Comment on Taxation for Traders - Introduction

Sriram commented on 25 May 2015, 03:06 PM

Hi,

I have a question related to profit/loss accounting with a mixture of intra-day and regular (delivery based, or extra-day) trades:

I want to know if the “FIFO rules” for profit/loss accounting and taxation are different for the following two scenarios, since my own accounting and that of my broker are differing on this:

Scenario 1: I buy 100 shares of a stock on day T; buy and sell 100 shares of the same stock on day T+1, and sometime later, say on T+30, sell the 100 shares that I took delivery of.

Scenario 2: I buy 100 shares of a stock on day T; buy and sell 100 shares of the same stock on day T+N (N>2), and sometime later, say on T+30, sell the 100 shares that I took delivery of.

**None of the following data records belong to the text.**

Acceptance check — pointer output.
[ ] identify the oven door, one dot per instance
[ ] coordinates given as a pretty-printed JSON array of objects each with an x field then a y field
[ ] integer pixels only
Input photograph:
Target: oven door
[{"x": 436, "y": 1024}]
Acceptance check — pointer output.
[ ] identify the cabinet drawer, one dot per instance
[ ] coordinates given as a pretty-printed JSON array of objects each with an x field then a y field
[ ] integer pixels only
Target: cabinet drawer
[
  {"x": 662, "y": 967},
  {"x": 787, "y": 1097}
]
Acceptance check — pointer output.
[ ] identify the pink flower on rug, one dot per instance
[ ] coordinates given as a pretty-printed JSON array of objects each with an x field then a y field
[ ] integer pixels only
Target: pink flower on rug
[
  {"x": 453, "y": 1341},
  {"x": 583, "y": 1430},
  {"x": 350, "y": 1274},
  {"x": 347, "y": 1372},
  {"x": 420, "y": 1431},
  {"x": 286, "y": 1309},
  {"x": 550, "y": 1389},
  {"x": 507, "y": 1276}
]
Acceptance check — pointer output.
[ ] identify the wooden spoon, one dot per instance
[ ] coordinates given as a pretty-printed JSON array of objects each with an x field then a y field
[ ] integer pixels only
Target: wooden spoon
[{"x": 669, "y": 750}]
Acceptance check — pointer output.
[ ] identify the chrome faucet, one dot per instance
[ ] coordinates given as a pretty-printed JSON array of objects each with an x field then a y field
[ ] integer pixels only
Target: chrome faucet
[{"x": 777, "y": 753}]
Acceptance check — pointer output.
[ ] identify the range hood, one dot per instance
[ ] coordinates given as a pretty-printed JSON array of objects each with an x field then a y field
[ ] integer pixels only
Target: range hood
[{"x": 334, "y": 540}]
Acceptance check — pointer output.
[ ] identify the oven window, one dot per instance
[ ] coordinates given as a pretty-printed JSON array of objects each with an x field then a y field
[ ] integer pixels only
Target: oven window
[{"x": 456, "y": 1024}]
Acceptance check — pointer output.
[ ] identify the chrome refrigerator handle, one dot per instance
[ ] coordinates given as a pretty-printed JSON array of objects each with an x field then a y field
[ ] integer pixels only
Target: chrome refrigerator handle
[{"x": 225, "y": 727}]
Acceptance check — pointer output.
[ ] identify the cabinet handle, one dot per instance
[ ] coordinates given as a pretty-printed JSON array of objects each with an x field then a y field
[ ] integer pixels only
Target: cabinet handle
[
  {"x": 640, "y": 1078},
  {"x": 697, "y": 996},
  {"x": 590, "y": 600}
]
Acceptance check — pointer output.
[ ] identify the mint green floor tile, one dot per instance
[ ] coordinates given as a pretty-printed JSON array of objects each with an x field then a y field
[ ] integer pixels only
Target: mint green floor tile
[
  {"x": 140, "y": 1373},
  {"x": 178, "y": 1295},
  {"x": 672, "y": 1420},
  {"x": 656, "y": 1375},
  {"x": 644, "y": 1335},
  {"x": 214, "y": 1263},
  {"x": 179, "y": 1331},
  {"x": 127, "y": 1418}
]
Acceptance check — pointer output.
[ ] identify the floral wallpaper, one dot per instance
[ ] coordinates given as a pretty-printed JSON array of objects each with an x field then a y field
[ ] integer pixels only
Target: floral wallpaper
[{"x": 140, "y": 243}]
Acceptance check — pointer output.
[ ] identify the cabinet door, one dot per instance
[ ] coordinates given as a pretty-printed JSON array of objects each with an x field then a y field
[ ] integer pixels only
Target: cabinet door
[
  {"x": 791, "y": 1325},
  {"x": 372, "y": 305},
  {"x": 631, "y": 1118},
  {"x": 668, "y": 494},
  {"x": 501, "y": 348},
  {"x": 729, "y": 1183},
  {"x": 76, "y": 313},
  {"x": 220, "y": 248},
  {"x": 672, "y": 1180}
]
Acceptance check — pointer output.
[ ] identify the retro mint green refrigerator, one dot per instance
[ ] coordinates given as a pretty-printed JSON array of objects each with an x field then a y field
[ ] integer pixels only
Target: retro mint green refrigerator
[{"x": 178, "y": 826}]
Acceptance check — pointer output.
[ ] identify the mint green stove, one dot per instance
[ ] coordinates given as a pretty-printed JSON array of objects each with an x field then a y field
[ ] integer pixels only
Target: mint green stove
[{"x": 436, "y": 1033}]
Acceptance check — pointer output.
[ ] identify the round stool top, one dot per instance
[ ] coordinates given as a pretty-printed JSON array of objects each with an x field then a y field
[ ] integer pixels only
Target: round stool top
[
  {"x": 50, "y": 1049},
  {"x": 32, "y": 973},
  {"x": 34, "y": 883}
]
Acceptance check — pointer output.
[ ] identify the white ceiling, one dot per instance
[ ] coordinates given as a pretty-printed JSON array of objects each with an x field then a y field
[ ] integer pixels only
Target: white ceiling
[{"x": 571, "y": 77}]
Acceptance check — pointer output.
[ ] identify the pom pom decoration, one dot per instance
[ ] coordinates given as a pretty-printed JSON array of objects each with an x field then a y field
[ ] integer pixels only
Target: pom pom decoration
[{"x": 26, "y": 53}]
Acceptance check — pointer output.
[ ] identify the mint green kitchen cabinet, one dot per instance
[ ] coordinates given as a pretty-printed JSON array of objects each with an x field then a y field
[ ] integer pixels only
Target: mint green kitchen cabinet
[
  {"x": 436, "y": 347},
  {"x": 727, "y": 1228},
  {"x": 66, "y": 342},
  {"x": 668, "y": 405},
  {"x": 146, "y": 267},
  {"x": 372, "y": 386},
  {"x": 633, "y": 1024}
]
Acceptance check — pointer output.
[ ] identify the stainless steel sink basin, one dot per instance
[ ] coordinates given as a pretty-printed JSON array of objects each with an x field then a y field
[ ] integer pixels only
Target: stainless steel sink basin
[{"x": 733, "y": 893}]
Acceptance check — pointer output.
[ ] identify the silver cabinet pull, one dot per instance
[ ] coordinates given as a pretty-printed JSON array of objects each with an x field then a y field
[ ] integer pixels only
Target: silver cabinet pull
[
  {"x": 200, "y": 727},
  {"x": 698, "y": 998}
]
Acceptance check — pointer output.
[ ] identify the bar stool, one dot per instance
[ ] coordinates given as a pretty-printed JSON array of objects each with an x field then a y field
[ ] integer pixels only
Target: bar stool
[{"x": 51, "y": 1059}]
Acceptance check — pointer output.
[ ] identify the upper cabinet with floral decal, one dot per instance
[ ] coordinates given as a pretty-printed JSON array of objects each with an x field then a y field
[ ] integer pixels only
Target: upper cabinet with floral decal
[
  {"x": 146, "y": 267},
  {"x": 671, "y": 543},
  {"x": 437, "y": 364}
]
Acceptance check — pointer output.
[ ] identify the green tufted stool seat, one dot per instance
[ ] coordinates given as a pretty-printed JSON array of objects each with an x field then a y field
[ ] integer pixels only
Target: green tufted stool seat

I see that my broker is applying the 0.1% STT rate for the transactions on day T and day T+30, and 0.025% STT for the sell transaction of the intra-day trade, for *both* the above scenarios.

However, for profit/loss accounting, they are being treated differently: in Scenario 2, the “intra-day FIFO” and the “extra-day FIFO” do not interfere, but in Scenario 1, they seem to do. I suspect this has something to do with the “T+2” settlement cycle policy, but I’m not very sure – can you please clarify?

Also, what is the speculative/non-speculative partitioning of the profit/loss from the transactions above (for both scenarios)?